Spoken Language Generation. Algorithms for generating natural Language in Spoken Dialogue Systems (SDS)

Essay 2007 10 Pages

English Language and Literature Studies - Linguistics



This essay describes several algorithms for generating natural language in spoken dialogue systems (SDS). Natural language generation (NLG) deals with the transformation of semantic representations to well-formed utterances. As speech significantly differs from written documents it is necessary to develop different approaches for its generation than for text. SDS should produce easily understandable, human-like sentences in order to increase the facility of information retrieval as well as the convenience of use for humans. The purpose of this essay is to compare template-based (e.g. GENESIS and GENESIS-II), rule-based, and hybrid linguistic / statistical (e.g. HALogen, Acorn, Communicator, NLG[1 – 4], SPoT and SPaRKy) methods and to highlight their strengths and weaknesses. This evaluation may be helpful when creating new SDS in practice. However, the final decision what algorithm to use depends on the task and the users’ needs as well as the time, money, and effort available for the system’s development.

1 Introduction

In this essay, several methods for generating language for SDS are discussed.
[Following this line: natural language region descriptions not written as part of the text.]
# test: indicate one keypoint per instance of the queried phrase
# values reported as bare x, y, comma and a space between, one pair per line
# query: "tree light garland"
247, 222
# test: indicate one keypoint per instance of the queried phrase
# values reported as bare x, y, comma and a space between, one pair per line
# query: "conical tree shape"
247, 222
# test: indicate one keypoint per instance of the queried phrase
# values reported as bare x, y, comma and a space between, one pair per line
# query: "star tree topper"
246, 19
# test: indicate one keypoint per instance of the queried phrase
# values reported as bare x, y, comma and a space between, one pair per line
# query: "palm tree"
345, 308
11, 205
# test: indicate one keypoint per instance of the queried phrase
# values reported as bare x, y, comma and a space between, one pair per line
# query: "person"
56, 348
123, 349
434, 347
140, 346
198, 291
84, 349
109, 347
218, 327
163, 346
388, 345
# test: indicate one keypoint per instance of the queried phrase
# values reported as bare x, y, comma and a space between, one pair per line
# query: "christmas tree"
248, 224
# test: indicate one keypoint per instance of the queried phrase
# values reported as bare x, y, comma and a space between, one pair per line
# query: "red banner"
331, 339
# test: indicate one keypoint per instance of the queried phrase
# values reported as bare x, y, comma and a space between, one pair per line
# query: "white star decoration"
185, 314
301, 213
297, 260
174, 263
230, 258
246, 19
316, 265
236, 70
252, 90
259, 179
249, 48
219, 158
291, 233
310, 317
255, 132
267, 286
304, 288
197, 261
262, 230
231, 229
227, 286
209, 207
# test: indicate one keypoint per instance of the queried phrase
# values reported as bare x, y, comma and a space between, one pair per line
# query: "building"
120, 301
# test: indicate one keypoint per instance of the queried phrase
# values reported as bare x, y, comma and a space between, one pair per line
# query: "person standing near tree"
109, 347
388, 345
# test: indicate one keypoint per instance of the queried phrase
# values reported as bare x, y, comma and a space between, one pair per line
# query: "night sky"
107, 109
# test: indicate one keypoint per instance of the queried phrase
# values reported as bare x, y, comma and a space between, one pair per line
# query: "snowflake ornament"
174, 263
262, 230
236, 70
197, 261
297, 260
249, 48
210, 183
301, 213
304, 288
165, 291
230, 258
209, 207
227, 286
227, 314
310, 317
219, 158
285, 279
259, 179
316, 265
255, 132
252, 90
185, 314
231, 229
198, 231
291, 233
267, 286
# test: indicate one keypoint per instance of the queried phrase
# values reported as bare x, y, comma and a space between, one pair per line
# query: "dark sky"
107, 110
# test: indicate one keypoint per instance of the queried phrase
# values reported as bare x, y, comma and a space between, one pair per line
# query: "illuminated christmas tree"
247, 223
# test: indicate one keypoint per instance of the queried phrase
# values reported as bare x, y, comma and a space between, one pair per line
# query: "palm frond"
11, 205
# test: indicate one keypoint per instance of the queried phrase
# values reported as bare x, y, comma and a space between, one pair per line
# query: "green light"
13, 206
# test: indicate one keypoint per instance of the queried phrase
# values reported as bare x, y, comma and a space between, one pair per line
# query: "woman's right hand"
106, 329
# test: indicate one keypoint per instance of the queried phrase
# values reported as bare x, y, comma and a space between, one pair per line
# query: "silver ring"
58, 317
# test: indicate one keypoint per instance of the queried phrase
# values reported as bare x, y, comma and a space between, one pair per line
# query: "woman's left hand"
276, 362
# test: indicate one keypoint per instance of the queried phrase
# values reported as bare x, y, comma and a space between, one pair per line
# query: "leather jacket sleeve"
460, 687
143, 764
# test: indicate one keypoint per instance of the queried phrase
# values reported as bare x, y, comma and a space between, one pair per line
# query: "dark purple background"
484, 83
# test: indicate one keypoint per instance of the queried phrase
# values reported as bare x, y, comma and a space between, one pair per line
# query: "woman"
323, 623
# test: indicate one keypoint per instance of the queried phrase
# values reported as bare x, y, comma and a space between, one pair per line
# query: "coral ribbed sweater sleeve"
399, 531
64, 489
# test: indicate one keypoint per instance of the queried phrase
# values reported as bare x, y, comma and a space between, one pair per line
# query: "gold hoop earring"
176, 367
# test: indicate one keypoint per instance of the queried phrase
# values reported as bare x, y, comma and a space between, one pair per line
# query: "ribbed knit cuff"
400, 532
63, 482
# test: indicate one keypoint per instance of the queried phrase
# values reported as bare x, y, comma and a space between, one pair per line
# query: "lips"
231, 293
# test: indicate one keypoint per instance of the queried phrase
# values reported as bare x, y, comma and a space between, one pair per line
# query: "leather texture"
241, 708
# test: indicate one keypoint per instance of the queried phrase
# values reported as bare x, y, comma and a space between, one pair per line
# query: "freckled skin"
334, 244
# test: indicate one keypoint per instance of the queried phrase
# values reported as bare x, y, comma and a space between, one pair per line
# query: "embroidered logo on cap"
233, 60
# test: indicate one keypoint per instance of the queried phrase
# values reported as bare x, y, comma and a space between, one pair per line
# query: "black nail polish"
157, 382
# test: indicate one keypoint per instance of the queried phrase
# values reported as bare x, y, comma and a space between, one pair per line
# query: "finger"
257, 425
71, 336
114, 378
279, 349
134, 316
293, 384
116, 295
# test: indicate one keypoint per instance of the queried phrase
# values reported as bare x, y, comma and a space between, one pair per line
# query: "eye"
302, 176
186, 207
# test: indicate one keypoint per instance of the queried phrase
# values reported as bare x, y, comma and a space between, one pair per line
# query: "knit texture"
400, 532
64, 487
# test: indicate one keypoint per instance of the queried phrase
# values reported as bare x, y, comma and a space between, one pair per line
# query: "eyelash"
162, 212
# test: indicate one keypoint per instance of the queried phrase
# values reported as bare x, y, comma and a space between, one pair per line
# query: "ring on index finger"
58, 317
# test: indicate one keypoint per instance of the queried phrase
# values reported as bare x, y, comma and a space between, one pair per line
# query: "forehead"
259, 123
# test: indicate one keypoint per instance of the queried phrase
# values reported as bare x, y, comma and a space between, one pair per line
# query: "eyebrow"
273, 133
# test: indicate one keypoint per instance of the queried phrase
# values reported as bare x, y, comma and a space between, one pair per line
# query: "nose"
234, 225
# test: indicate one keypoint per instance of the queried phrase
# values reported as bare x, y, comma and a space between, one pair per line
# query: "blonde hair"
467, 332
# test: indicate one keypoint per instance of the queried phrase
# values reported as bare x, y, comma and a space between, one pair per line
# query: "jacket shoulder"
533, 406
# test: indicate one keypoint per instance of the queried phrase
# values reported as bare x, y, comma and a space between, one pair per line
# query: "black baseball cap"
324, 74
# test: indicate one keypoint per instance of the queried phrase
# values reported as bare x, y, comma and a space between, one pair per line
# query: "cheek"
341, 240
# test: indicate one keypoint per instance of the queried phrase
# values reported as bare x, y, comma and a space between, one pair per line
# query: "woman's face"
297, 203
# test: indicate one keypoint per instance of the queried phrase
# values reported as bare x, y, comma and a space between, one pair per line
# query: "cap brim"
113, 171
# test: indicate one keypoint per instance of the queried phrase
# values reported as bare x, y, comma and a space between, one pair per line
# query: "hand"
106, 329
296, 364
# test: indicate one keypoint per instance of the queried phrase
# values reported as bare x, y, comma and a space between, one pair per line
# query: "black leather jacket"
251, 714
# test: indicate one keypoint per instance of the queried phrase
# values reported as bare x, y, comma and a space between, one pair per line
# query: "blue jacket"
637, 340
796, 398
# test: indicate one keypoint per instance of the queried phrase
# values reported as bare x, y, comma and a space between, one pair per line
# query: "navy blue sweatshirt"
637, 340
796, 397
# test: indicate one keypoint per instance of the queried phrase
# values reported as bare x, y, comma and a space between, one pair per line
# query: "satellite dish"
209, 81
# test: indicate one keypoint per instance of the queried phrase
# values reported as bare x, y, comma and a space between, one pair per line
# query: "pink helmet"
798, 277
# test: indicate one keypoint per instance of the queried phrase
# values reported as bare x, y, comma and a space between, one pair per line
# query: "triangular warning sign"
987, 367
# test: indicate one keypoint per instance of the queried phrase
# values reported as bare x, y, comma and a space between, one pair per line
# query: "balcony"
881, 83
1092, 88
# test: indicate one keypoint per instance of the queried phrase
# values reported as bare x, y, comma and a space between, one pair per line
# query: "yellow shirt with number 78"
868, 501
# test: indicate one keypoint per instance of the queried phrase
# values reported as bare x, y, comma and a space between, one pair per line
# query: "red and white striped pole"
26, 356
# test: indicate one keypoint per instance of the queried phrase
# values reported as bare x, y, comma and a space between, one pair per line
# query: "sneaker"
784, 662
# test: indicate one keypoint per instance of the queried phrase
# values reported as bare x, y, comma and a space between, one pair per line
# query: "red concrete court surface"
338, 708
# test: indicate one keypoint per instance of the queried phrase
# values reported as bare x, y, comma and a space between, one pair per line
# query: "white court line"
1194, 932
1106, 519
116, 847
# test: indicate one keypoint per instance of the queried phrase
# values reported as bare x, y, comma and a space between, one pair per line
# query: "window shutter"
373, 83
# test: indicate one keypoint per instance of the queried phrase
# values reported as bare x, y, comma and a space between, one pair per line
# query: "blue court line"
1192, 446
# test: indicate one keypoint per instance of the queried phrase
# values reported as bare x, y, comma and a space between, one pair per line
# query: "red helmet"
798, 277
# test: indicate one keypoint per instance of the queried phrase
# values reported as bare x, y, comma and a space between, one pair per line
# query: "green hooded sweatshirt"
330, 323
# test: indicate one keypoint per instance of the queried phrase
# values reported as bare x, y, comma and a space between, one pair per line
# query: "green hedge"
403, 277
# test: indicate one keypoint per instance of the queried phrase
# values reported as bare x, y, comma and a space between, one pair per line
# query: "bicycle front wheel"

This topic is interesting because the performance of existing SDS could be improved to better fulfill the needs of different applications. For example, more variation in the output speech could be generated. Moreover, SDS should be easy to use. Giving the user the initiative in a dialogue may meet this goal but results in the need for a more flexible system. Efficiency and user satisfaction are very important evaluation metrics of the system’s performance. In a SDS, system utterances should be understandable and appropriate in a way that the user always knows what to say next.

Research in this area is important because in a SDS there is a need to create a suitable response to a user query in real-time, i.e. grammatically well-formed sentences must be produced without long response times, whereas written text can usually be generated without time constraints. Furthermore, spoken utterances are generally shorter and less grammatically complex than written texts (Oh & Rudnicki, 2002).

The aim of this essay is to show the different approaches to NLG in SDS. Some of the techniques currently in use are template-based (e.g. GENESIS and GENESIS-II), rule-based, and hybrid linguistic / statistical (e.g. HALogen, Acorn, Communicator, NLG[1 – 4], SPoT and SPaRKy). The consideration of the benefits and drawbacks of these algorithms helps to decide which method to use when a new SDS is going to be built.

The rest of the essay is as follows. Section 2 gives an overview of the different algorithms and illustrates their good and bad points. It also describes them in more detail using the example systems mentioned above. This is followed by recommendations for practical use and future developments in section 3. Finally, a summary of the work mentioned in this essay is presented in section 4.

2 Algorithms

There are three different ways for generating speech: template-based, rule-based, and hybrid linguistic / statistical methods. The following analyzes these algorithms and presents examples.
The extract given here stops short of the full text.